Password hygiene and login security
- Do not choose passwords less than 8 characters “Create complexity with upper and lower-case of letters ,Special character and numbers e.g Qu4DL1nux*I0″
- Enable password shadowing and MD5
- Install and use PAM – Add MD5 support to PAM and make sure that (generally speaking) entries in /etc/pam.d/ files which grant access to the machine have the second field in the pam.d file set to “requisite” or “required”.
- Tweak /etc/pam.d/login so as to only permit local root logins.
- Also mark authorized tty:s in /etc/security/access.conf and generally set up this file to limit root logins as much as possible.
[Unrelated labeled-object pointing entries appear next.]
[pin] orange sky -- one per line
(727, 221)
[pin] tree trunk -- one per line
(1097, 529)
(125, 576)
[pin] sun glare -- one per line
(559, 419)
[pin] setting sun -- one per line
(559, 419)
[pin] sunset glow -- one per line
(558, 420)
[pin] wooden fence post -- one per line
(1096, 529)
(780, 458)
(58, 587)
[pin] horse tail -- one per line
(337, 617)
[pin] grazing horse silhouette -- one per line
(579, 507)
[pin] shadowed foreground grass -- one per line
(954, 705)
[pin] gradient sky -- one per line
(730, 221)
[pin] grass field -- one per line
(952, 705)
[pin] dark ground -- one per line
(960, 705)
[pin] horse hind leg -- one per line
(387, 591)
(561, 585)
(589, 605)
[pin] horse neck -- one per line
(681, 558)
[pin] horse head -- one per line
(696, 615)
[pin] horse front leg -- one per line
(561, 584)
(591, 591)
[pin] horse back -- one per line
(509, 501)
- Add pam_limits.so if you want to set per-user limits
- Tweak /etc/pam.d/passwd: set minimum length of passwords higher (6 characters maybe) and enable md5
- Add group wheel to /etc/group if desired; add pam_wheel.so group=wheel entry to /etc/pam.d/su
For custom per-user controls, use pam_listfile.so entries where appropriate - Have an /etc/pam.d/other file and set it up with tight security
- Set up limits in /etc/security/limits.conf (note that /etc/limits is not used if you are using PAM)
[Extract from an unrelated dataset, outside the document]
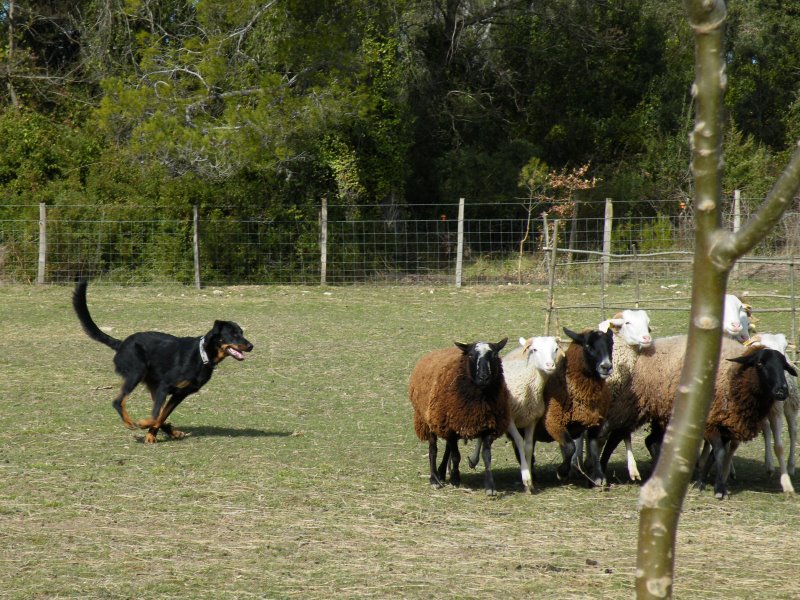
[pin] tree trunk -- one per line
(716, 250)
- Tighten up /etc/login.defs; also, if you enabled MD5 and/or PAM, make sure you make the corresponding
Note:
Disable root ftp access in /etc/ftpusers
Disable network root login; use su or sudo.
Policy issues
- Educate users about the whys and hows of your policies. When you have prohibited something which is regularly available on other systems, provide documentation which explains how to accomplish similar results using other, more secure means.
- Prohibit use of protocols which use cleartext passwords (telnet, rsh and friends; ftp, imap, http)
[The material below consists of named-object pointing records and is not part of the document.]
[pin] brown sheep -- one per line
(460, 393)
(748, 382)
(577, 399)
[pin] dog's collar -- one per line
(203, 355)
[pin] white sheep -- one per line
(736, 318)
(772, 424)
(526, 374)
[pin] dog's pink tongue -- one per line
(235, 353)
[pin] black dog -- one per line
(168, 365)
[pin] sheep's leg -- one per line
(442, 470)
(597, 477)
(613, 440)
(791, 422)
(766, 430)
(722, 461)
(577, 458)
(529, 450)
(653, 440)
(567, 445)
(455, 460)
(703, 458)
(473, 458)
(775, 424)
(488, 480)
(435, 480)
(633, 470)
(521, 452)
- Prohibit programs which use SVGAlib.
- Use disk quotas.
Update Kernel and Software
Ensure your kernel and software patches are up to date. I like to make sure my Linux kernel and software are always up to date because patches are constantly being released with corrected security flaws and exploits. Remember you have access to SoftLayer’s private network for updates and patches, so you don’t have to expose your server to the public network to get updates. Run this with sudo to get updates in RedHat or CentOS: yum update.